Penambangan pasir laut sebelumnya dilarang karena dampak negatif yang terbukti sangat merusak ekosistem laut. Pengambilan pasir laut dalam jumlah besar menyebabkan abrasi pantai, rusaknya terumbu karang, dan terganggunya ekosistem laut yang menjadi rumah bagi banyak spesies. Ekosistem laut adalah sistem yang sangat kompleks, dimana setiap bagian memiliki peran penting dalam menjaga keseimbangan. Jika salah satu komponen terganggu, seluruh sistem bisa runtuh.
Penambangan pasir laut tidak hanya merusak fisik pantai dan terumbu karang, tetapi juga mempengaruhi kualitas air laut. Terumbu karang, yang dikenal sebagai "hutan hujan laut" menyediakan tempat tinggal dan makanan bagi berbagai spesies laut. Saat terumbu karang rusak, banyak spesies yang kehilangan habitat mereka, yang pada akhirnya dapat mengurangi keanekaragaman hayati laut.

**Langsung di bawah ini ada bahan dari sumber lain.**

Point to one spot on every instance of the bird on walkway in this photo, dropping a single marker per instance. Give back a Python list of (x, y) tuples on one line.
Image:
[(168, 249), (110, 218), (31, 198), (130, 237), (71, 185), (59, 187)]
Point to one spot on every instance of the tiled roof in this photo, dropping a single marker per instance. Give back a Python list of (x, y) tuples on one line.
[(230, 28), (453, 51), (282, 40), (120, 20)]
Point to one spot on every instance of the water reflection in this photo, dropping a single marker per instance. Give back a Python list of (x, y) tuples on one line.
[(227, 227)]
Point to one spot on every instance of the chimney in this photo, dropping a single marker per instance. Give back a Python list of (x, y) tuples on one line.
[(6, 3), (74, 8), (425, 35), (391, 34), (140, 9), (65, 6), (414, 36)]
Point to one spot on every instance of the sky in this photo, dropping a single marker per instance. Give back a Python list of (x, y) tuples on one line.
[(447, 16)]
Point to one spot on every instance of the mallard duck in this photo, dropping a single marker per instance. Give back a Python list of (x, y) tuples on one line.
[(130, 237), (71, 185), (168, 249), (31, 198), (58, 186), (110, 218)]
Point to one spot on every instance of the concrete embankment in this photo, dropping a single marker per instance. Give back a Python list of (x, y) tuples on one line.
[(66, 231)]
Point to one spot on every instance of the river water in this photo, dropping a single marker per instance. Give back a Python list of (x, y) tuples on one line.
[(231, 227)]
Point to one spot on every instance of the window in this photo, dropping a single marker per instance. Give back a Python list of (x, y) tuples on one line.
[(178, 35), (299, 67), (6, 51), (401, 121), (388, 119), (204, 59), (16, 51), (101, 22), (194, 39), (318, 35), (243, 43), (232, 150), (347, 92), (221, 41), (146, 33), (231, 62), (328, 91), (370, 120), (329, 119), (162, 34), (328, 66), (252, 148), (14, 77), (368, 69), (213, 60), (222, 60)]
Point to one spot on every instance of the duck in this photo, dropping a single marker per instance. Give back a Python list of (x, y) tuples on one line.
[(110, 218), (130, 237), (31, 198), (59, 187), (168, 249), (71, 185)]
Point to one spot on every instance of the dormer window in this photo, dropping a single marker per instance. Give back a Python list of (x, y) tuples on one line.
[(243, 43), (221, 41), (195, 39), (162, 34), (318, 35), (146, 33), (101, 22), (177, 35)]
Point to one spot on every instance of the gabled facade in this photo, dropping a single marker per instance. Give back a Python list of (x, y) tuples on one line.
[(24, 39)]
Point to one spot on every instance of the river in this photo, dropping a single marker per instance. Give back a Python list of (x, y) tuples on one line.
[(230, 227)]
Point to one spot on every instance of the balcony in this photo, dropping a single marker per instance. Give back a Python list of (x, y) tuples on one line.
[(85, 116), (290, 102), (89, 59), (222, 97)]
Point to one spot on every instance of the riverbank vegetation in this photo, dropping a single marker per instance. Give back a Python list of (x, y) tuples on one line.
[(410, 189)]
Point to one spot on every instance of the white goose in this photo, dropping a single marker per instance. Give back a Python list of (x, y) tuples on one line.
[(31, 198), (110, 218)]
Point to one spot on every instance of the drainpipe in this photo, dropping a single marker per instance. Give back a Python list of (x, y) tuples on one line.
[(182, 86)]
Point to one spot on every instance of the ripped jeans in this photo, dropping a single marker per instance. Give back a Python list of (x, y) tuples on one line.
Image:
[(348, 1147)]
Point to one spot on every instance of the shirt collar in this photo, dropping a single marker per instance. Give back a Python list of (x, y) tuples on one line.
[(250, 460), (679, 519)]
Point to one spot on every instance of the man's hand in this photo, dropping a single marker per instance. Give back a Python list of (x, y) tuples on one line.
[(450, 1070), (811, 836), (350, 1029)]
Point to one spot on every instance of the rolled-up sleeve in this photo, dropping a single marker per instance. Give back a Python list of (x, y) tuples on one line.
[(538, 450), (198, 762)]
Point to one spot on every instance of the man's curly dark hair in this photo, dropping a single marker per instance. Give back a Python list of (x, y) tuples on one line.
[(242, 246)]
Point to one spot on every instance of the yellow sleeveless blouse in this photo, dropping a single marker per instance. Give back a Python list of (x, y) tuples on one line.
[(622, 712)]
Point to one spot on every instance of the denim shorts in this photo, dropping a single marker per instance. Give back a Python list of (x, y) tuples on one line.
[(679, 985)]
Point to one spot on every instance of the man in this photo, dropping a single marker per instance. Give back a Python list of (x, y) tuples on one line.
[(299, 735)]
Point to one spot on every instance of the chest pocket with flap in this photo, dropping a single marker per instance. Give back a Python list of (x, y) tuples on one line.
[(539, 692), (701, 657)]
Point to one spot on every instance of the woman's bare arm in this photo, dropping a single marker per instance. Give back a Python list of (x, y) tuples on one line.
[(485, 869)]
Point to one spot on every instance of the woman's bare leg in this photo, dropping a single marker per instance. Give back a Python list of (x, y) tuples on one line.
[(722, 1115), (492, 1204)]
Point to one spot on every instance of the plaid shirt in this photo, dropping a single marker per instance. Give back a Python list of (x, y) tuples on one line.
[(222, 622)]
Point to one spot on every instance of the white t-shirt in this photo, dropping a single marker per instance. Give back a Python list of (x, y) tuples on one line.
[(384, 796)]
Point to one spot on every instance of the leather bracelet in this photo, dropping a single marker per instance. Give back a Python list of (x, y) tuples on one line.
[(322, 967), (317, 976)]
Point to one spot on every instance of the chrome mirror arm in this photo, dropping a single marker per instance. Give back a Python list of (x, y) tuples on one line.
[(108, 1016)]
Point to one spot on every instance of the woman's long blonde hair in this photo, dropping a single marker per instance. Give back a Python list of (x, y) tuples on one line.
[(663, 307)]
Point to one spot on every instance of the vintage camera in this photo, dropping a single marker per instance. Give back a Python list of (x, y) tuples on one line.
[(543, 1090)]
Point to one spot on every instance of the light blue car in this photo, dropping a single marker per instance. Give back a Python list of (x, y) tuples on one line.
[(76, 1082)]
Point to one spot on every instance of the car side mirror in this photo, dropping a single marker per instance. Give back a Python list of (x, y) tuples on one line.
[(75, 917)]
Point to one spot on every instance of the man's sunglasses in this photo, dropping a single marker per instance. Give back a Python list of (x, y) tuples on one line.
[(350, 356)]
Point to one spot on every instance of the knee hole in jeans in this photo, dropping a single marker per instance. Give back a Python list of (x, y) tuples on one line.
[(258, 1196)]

Dalam banyak kasus, kerusakan akibat penambangan pasir laut memerlukan puluhan tahun untuk bisa pulih. Bahkan, dalam beberapa kondisi kerusakan tersebut tidak bisa sepenuhnya diperbaiki. Hal ini jelas menjadi ancaman besar bagi nelayan yang menggantungkan hidupnya dari laut, karena dengan rusaknya ekosistem hasil tangkapan mereka otomatis menurun. Mereka harus mencari tempat tangkapan yang lebih jauh, dimana hal tersebut tentu saja memerlukan biaya dan tenaga ekstra.
Kasus Nyata di Sulawesi Selatan
Salah satu contoh konkret dampak penambangan pasir laut dapat dilihat di Kepulauan Spermonde, Sulawesi Selatan. Di wilayah ini, abrasi pantai yang disebabkan oleh penambangan pasir telah merusak ekosistem laut yang selama ini menjadi penopang kehidupan masyarakat pesisir. Kerusakan yang terjadi tidak hanya pada aspek ekologis, tetapi juga pada aspek sosial dan ekonomi. Nelayan di wilayah ini menghadapi penurunan hasil tangkapan yang drastis, sementara wilayah tempat mereka biasa mencari ikan mulai kehilangan sumber daya alamnya.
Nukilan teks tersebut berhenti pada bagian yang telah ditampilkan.